What Delayed Earth’s Oxygenation?
Powering a massive biosphere on Earth, photosynthesis is the light-mediated reaction that converts carbon dioxide and water to carbohydrates and oxygen. About 2.3 billion years ago, this reaction led to a dramatic oxygenation of Earth’s atmosphere.
Evidence exists for oxygen-releasing photosynthesis evolving much earlier – perhaps as early as 3 billion years ago. However, the oxygen-rich atmosphere we take for granted today has existed for only about 10% of Earth’s 4.5-billion-year history. Why did oxygenation of the atmosphere occur so much later than the evolution of oxygen-releasing photosynthesis?
“The striking lag has remained an enduring puzzle in the fields of Earth history and planetary science,” says Christopher Reinhard, an assistant professor in the School of Earth and Atmospheric Sciences (EAS).
Reinhard, former EAS postdoctoral researcher Kazumi Ozaki, and collaborators have proposed a solution to the puzzle. Their findings, published in Nature Communications, suggest that in the oceans of early Earth, oxygen-releasing photosynthesizers could not compete effectively with their primitive counterparts.
Modern photosynthesizers consume water and release oxygen. Primitive ones instead consume dissolved iron ions – which would have been abundant in the oceans of early Earth.
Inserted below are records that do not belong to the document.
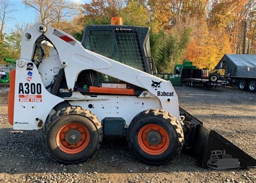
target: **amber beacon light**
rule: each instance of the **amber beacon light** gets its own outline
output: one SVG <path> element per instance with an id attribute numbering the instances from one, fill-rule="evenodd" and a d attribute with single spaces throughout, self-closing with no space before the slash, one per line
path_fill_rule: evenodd
<path id="1" fill-rule="evenodd" d="M 121 17 L 113 17 L 111 18 L 111 25 L 123 25 L 123 18 Z"/>

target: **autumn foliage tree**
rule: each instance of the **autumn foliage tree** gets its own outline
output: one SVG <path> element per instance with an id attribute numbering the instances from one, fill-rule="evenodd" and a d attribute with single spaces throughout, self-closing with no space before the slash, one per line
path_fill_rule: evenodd
<path id="1" fill-rule="evenodd" d="M 39 22 L 78 40 L 84 26 L 110 24 L 113 17 L 122 17 L 125 25 L 150 27 L 151 53 L 161 72 L 171 72 L 185 59 L 212 69 L 225 53 L 256 53 L 253 0 L 97 0 L 82 5 L 68 0 L 23 3 L 36 10 Z M 11 42 L 17 37 L 1 31 L 4 45 L 0 45 L 0 54 L 10 53 L 16 49 Z M 4 48 L 8 46 L 10 49 Z"/>

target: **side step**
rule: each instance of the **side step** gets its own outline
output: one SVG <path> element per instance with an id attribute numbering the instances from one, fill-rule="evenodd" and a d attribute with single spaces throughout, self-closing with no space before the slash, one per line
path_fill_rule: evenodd
<path id="1" fill-rule="evenodd" d="M 180 113 L 185 117 L 185 125 L 191 126 L 185 134 L 185 148 L 203 166 L 217 170 L 256 167 L 256 159 L 180 107 Z"/>

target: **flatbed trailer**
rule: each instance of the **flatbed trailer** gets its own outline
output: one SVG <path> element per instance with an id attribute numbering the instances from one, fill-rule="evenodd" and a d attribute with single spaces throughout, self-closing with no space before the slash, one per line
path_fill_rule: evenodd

They produce rust as a byproduct instead of oxygen.
Using experimental microbiology, genomics, and large-scale biogeochemical modeling, “we found that photosynthetic bacteria that use iron instead of water are fierce competitors for light and nutrients,” says Ozaki, the paper’s first author and now an assistant professor in the Department of Environmental Science at Toho University, in Japan. “We propose that their ability to outcompete oxygen-producing photosynthesizers is an important component of Earth’s global oxygen cycle.”
The study is part of Reinhard’s research goal to understand how the evolution of the photosynthetic biosphere controlled the composition of Earth’s atmosphere. “We want to understand the timing of major biological innovations and their impact on the chemistry of Earth’s oceans and atmosphere. We consider these principles to be central in understanding our own evolutionary origins and the search for life beyond our solar system.”
“Our results contribute to a deeper knowledge of the biological factors controlling the long-term evolution of Earth’s atmosphere,” Ozaki says. “They offer a better mechanistic understanding of the factors that promote oxygenation of the atmospheres of Earth-like planets beyond our solar system.” The results “yield an entirely new vantage from which to build theoretical models of Earth’s biogeochemical oxygen cycle,” Reinhard adds.
Other authors of the study are Katharine Thompson, Rachel Simister, and Sean Crowe of the University of British Columbia.
Reinhard acknowledges support from the NASA Astrobiology Institute, the NASA Postdoctoral Program, the Alfred P. Sloan Foundation, and the NASA Nexus for Exoplanet System Science (NExSS).